To hire the right job candidate, humans and machines should clear up this simple miscommunication

A robotic hand holds a magnifying glass over a set of six polaroid pictures of job candidates

Hiring teams need to teach machine learning algorithms how hiring works to find the best candidates. (Adobe Stock)

Nearly every Fortune 500 company now uses some form of artificial intelligence to help them hire the best talent by screening resumes or analyzing test performance. But these AI hiring tools are probably spitting out worse candidates than hiring managers expect, according to new research.

The weakness comes down to a simple case of human-machine miscommunication: The AI thinks it is picking someone to hire, but the hiring manager just wants a list of promising candidates to interview. 

“When we ask these algorithms to select the 10 best resumes, we know we are not directly hiring these 10 people. We know there is a second stage of interviewing, but the AI doesn’t know that,” said Heng Xu, a professor of management in the University of Florida’s Warrington College of Business and lead author of the new study. 

“If you don’t specify that there are additional steps, the AI system might select 10 candidates that are good, but safe, choices. But if you tell the AI system there will be another round of screening by people, it might suggest different, and potentially stronger, candidates,” Xu added.

Xu and her co-author, UF management professor Nan Zhang, developed a new algorithm that accounts for the realities of the hiring process. In a test using data on thousands of employees from a Fortune 500 company, the improved algorithm saved 11% on human interviewing costs while meeting goals for identifying high quality applicants and avoiding bias. 

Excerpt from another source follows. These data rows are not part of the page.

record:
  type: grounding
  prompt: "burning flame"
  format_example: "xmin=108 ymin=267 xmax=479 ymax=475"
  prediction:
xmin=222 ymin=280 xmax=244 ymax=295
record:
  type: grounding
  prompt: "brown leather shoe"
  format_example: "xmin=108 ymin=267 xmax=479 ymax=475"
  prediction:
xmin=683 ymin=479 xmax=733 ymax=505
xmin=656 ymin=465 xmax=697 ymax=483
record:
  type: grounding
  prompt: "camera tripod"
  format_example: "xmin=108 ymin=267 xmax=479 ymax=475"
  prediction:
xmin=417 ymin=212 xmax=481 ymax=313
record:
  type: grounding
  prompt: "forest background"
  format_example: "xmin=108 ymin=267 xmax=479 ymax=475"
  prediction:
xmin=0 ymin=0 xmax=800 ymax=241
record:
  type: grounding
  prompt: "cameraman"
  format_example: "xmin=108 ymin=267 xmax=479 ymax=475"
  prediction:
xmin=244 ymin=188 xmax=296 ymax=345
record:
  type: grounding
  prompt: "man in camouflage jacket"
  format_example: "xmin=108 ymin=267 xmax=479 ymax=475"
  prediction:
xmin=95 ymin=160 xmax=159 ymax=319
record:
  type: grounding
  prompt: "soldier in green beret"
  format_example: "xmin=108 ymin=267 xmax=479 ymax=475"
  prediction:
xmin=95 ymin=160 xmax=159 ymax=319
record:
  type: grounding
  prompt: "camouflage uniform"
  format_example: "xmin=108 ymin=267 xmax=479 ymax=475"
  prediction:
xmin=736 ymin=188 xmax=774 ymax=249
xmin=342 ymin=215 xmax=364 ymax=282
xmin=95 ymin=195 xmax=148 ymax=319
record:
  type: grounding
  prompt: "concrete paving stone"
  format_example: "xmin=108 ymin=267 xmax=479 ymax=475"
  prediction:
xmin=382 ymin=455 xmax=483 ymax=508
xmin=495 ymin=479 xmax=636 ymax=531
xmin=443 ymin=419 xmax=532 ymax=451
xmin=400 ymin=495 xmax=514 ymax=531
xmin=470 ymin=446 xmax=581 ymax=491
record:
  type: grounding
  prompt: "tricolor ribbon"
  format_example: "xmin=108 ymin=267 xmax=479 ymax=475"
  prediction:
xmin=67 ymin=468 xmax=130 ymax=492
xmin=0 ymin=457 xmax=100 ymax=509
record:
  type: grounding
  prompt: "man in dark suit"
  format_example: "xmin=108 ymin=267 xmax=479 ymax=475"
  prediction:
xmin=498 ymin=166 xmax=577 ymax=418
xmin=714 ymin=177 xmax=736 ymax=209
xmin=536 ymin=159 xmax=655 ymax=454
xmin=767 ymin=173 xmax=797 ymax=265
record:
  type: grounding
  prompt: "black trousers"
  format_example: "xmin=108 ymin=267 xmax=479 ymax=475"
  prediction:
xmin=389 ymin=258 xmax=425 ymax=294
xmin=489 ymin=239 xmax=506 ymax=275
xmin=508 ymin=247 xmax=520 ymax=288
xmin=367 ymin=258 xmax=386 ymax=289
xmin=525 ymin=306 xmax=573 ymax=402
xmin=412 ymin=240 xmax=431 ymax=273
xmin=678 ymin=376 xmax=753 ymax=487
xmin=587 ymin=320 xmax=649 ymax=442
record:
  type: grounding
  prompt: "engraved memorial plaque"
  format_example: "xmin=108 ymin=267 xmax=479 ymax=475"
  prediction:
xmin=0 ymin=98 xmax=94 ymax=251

Selection versus AI resume screening

The problem Xu and Zhang identified in current AI hiring tools is one of selection versus screening. The researchers focused on algorithms designed to reduce bias in hiring, known as fairness-aware algorithms. These AI resume screening programs are typically instructed to select the top candidates to hire.

But in the real world, hiring managers are simply looking for candidates to interview – nobody is trusting AI hiring tools to hire directly.  

And in most stacks of resumes, there are certain candidates that are likely to be either very strong or very weak. If forced to choose, the algorithm will avoid these risky candidates. But if instead asked to provide a pool of potential hires, the algorithm can suggest the high risk-high reward candidates and let their human partners suss out their true potential.

What’s more, an algorithm instructed to select hires instead of screening them can introduce entirely new biases into the hiring system, the researchers found.

So, Xu and Zhang modified an existing fairness-aware algorithm to clarify that it was screening candidates, not hiring them. In tests on data based on almost 8,000 employees, the updated AI resume screening algorithm identified stronger candidates and reduced hiring costs.

“We’re trying to send the message that we have to rework the language we use for these human-AI teams, otherwise the AI may optimize on poorly specified goals,” Xu said. “Our point is, sometimes we need to take responsibility, because we didn’t specify the task clearly.”

Xu and Zhang are publishing their findings in an upcoming issue of the journal Production and Operations Management. The research was funded in part by the National Science Foundation, Amazon Science and Meta.